Mezzanine s’inscrit comme l’album référence trip-hop qui a marqué à jamais l’apogée du genre. Un album au sens noble du terme, l’ensemble étant très largement supérieur à la somme des parties. Mezzanine a franchi les frontières du trip-hop et même de la musique électronique, jusqu’à s’incruster dans la mémoire de Monsieur Tout-le-monde… La faute, certainement, à des myriades de publicités et de reportages en tous genres sur M6, qui ont usé « Angel » et « Teardrop » jusqu’à la corne. De sa ligne de basse d’ouverture à ses craquements de vinyle en clôture, Mezzanine nous transporte dans cet univers noir qu’on aimerait ne jamais quitter.
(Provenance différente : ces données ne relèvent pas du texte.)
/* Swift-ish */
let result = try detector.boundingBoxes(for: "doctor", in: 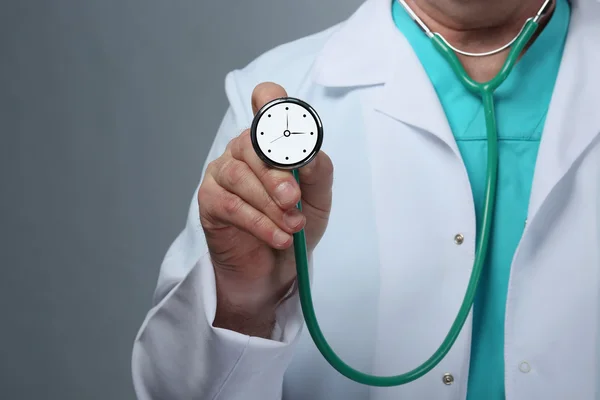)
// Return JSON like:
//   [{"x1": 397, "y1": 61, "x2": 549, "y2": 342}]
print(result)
[{"x1": 132, "y1": 0, "x2": 600, "y2": 400}]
Avec l’attention méticuleuse donnée au détail -le son et le mixage, la gestion de l’espace et des silences, des chants et des ambiances- et avec cette volonté de s’éloigner autant que possible de l’esbroufe, de la poudre aux yeux et de la tentative de single, l’album se transforme en l’une des oeuvres les plus puissantes de cette fin de siècle. Cette année, pour son vingtième anniversaire, il est un peu plus rentré dans l’Histoire en devenant le premier album à être encodé dans de l’ADN. On s’explique : face à la difficulté pour les données de résister au temps, des chercheurs ont réussi la prouesse de stocker des informations numériques dans l’ADN. Cette technique de conservation des plus résistantes (les données sont préservées des milliers d’années) qui ne nécessite que peu d’espace (1 mm3 pour un milliard de gigaoctets de données) a été inaugurée avec l’album révolutionnaire de Massive Attack… Pour que le scarabée noir et vénéneux continue à distiller son poison à travers les siècles à venir.